#38 サマーキャンプ



 夏休みに入って二日目、早速課外授業のキャンプだ。



 朝7時に学校に集合して、バスに乗って1時間半かけて山間部にあるキャンプ場へ移動。


 移動のバスではワラシと座りたかったが、俺とワラシがペアになると自動的に八田さんと石垣がペアになってしまう為、八田さんに懇願され俺と石垣がペアで座った。



 キャンプ場に着くと、割り当てられたテントに荷物を置いて、弁当と飲み物だけ持って山頂目指して歩かされて、山頂の景色の良い広場で弁当食べて、また歩いてキャンプ場へ戻った。

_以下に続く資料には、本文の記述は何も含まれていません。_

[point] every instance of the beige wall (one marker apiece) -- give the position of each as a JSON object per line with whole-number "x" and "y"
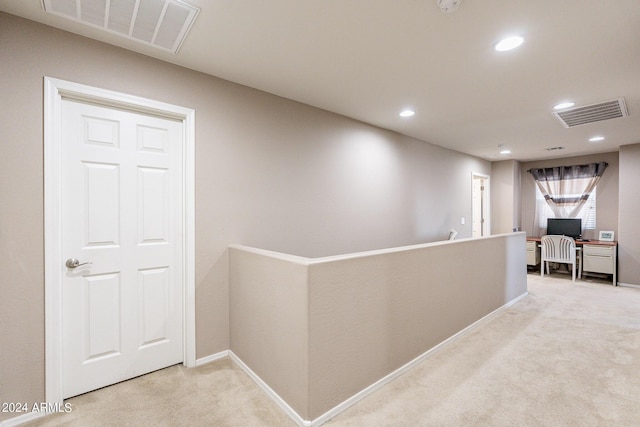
{"x": 318, "y": 331}
{"x": 269, "y": 173}
{"x": 629, "y": 227}
{"x": 607, "y": 191}
{"x": 506, "y": 209}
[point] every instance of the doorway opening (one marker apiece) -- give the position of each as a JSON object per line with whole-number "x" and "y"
{"x": 481, "y": 225}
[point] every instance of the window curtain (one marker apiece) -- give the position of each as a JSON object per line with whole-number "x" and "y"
{"x": 567, "y": 188}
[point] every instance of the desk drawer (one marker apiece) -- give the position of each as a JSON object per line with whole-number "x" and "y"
{"x": 598, "y": 250}
{"x": 598, "y": 264}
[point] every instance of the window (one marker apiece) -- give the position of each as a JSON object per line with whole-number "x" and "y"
{"x": 587, "y": 214}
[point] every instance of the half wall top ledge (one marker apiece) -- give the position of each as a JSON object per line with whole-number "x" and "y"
{"x": 319, "y": 331}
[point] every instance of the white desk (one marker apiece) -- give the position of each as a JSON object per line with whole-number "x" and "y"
{"x": 597, "y": 256}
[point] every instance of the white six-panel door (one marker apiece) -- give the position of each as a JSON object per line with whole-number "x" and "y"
{"x": 121, "y": 214}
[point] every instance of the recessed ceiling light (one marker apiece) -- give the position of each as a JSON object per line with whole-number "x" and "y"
{"x": 509, "y": 43}
{"x": 563, "y": 105}
{"x": 503, "y": 149}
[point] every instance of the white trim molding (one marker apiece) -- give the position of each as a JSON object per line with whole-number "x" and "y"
{"x": 212, "y": 358}
{"x": 54, "y": 91}
{"x": 373, "y": 387}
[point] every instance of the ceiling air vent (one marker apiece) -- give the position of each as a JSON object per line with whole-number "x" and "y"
{"x": 160, "y": 23}
{"x": 592, "y": 113}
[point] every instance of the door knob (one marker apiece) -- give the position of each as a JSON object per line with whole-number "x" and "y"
{"x": 73, "y": 263}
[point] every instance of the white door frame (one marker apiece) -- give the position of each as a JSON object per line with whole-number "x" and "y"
{"x": 54, "y": 91}
{"x": 486, "y": 203}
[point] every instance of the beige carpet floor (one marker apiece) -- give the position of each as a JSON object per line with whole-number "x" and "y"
{"x": 566, "y": 355}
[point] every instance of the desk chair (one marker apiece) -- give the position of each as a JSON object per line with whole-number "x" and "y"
{"x": 560, "y": 249}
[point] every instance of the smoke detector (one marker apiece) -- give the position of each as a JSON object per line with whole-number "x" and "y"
{"x": 448, "y": 5}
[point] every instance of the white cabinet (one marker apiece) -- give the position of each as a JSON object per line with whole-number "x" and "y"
{"x": 600, "y": 259}
{"x": 533, "y": 253}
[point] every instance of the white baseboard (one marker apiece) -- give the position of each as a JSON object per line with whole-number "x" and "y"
{"x": 628, "y": 285}
{"x": 272, "y": 394}
{"x": 373, "y": 387}
{"x": 24, "y": 418}
{"x": 212, "y": 358}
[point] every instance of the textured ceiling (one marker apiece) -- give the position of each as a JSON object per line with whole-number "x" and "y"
{"x": 368, "y": 59}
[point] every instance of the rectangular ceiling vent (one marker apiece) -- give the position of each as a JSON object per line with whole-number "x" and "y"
{"x": 160, "y": 23}
{"x": 592, "y": 113}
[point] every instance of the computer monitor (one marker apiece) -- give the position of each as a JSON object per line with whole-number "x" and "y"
{"x": 571, "y": 227}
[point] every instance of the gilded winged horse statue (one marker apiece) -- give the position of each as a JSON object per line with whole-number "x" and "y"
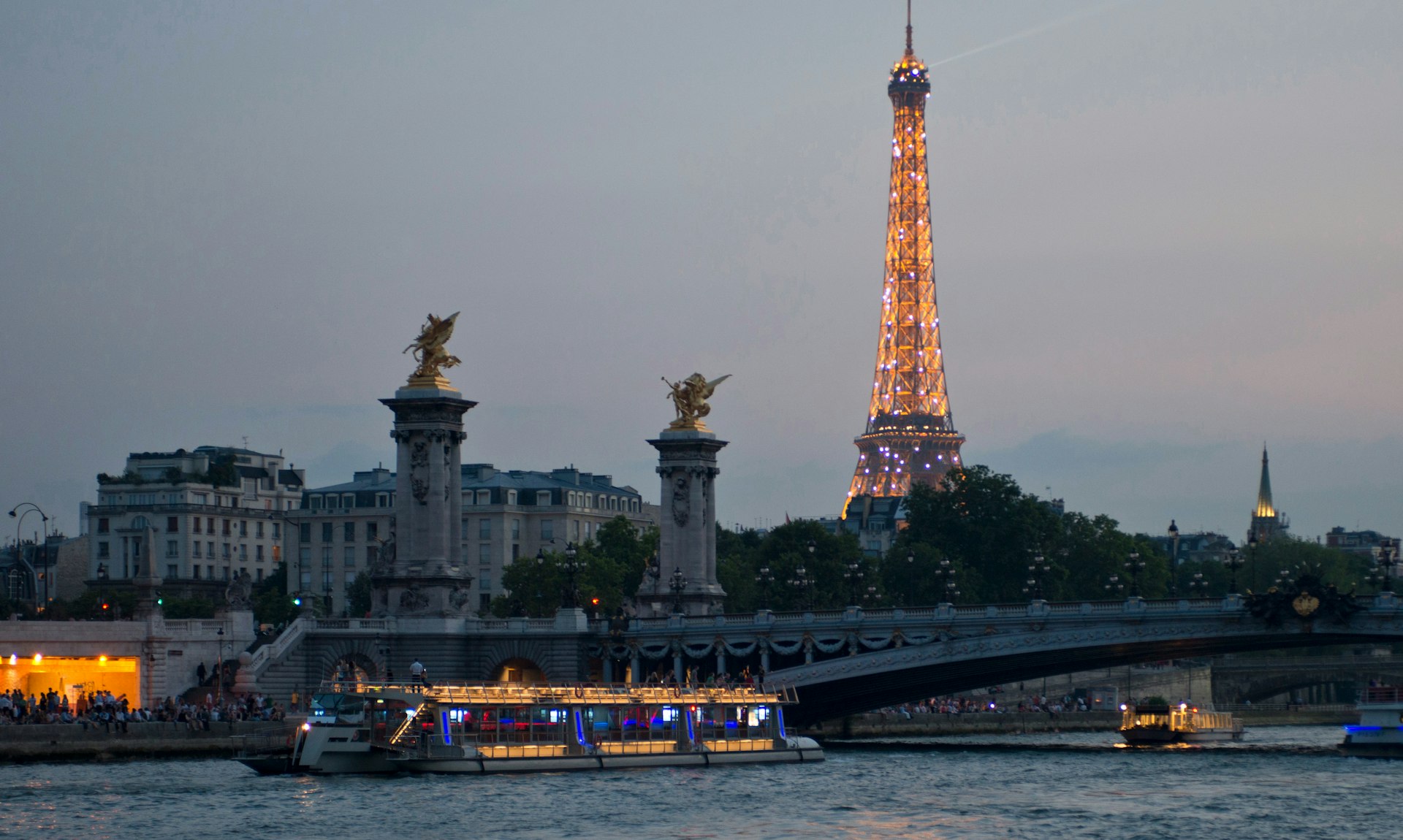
{"x": 430, "y": 354}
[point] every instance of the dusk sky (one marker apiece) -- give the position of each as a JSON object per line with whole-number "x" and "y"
{"x": 1165, "y": 233}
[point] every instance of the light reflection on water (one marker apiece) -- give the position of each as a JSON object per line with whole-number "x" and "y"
{"x": 1279, "y": 783}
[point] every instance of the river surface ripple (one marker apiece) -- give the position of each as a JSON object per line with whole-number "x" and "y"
{"x": 1282, "y": 782}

 午後はクラス単位でのレクリエーションで、ウチのクラスは、水着に着替えて遊泳可の川で水遊び。


 男子がみんな八田さんや花岡さん(学年で1,2を争う美少女)の水着姿に注目する中、俺はワラシと二人で少し深いところまで行って魚を捕まえようと四苦八苦していた。 日常から離れた山の中でのキャンプということでテンションが上がっているのか、ワラシも周りの目を気にせずにはしゃいでて楽しそうだ。


 因みに、俺は水着の短パン一丁で、ワラシはスクール水着に上だけ体操服を着て、髪はゴムで二つに留めていた。


 流れる川の水は、真夏でもとても冷たくて、腰まで浸かってしばらく遊んでいると、尿意を催した。


 ワラシも催したらしく

「ケンピくん、おしっこしたくなってきた。今ココ(川の中)で漏らしたらクラスのみんな私のおしっこまみれだね。ぐふふふ」


「待てワラシ早まるな。せめて俺が岸に避難するまで我慢するんだ」


 そう言って岸に向かって足場の悪い中歩き出すと


「ケンピくん待ってぇ、私も岸に上がるぅ、置いてかないでぇ」


「なんだよ、おしっこテロするんじゃなかったのかよ」


「じょーだんだから!」


 背が低いワラシは、川の中だと俺以上に歩きづらそうなので、手を握ってあげて岸までゆっくり歩いた。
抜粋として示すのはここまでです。